Feel free to give me your thoughts, too. Gently, though, please.
__________________________________________
Expert
I spend the day pretending not to feel
contractions. One cinches my stomach, a yanked seatbelt feeling, as I navigate Portland ’s noon traffic.
I grimace and turn up the radio, smile dumbly at passing drivers. At home I
reread the chapter in my pregnancy manual about false labor, eat a sandwich,
rub my belly.
Later, I watch Monday Night Football and
compare the slamming linebackers to this tiny human tackling my internal organs. I
groan, poke a heel from under my ribs. I wander to the computer room, move a
stack of papers from one shelf to another, return to the game. When my husband
comes in, I mention the contractions. His eyes narrow, he counts the days to
our due date, but I repeat facts from the manual. He nods, convinced, and we go
to bed.
I cannot sleep. The baby gyroscopes
whenever I adjust my body, creating a brisk countermovement. I try to lie
still, stare at the ceiling, but even my breathing inspires him to reorient
with each exhalation. My husband asks if everything is okay. Yes, I growl, I’m fine.

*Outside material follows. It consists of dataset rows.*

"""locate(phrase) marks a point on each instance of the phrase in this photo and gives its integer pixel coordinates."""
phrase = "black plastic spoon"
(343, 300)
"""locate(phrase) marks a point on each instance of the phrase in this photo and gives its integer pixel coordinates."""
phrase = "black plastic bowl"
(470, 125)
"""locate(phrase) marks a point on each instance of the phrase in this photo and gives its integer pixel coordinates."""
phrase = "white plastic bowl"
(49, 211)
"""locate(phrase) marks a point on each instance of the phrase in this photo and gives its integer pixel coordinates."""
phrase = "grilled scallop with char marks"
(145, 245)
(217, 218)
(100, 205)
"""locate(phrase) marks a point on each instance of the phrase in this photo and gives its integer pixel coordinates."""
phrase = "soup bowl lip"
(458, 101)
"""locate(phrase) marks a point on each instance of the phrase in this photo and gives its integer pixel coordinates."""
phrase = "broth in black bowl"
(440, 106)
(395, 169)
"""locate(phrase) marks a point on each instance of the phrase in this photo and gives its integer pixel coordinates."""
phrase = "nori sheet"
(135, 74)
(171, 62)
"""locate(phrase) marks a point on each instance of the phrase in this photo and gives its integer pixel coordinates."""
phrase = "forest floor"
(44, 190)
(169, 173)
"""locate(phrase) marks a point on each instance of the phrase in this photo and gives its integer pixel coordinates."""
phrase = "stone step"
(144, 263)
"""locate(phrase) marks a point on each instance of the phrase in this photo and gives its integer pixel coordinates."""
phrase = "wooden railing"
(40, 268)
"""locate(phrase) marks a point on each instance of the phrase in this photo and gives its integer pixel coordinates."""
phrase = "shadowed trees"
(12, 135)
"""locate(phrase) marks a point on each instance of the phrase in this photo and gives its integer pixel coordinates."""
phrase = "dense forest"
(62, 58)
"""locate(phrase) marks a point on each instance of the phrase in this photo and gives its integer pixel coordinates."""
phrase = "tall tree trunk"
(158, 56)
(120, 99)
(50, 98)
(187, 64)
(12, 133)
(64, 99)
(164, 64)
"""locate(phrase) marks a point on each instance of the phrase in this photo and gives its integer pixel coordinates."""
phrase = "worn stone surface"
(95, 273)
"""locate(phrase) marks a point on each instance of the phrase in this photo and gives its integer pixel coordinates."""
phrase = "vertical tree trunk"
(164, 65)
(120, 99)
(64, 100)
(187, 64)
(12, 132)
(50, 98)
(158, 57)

I sit up, click on the light and lean for a
book on my nightstand. The baby rolls like a child’s bowling ball bumpering
down its lane. My eyes skim over words mechanically until a stab across my
abdomen snatches my breath. I hiss through my teeth expertly, a skill learned
in childbirth class. When the pain passes, I wait with teeth bared for the
next. I turn pages until it attacks, slashing harder than the others. My
husband opens an eye. What is going on?
he mumbles. I've got this, I say, hissing.
I slouch out of bed, the baby a giant
roiling marble under my skin, and shuffle toward the stairs. I consider them
but decide instead to move papers in the computer room again until another mean
squeeze stops me. I lean against the wall, stare at the clock. Eight minutes
tick away before the next contraction. Like my husband earlier, I recount the
number of days left.
I run a bath and heave into steaming water.
My husband opens the door, peers into the bright bathroom. What, he pauses, staring, are
you doing? One leg contorts over the edge of the tub, I hold a razor in my
left hand. He blinks. Should I call?
I glance at the clock - almost 4 a.m. - press my lips to a white line. Another
contraction. Hissssss. Okay. I twist
back to my stubble, concentrating. Razor steady, I shave both legs.
We negotiate construction zones and tighter, faster
contractions. At the hospital, a crowd of medical students surrounds us, fixes
me with a paper gown, monitors, probes, punctures. Carefully packed suitcase
abandoned. A beeping heartbeat quickens then slows. I sink to hands and knees,
slide a clipboard placed on my right across the bed so I can sign the release. Husband? I can see only unfamiliar eyes
alert and tense under so many masks. I lie down, wait, breathe, one last hiss. Then there is my
husband, changed into sterile clothes, eyes wide and ready under his mask. He
holds my hand as we roll to the operating room.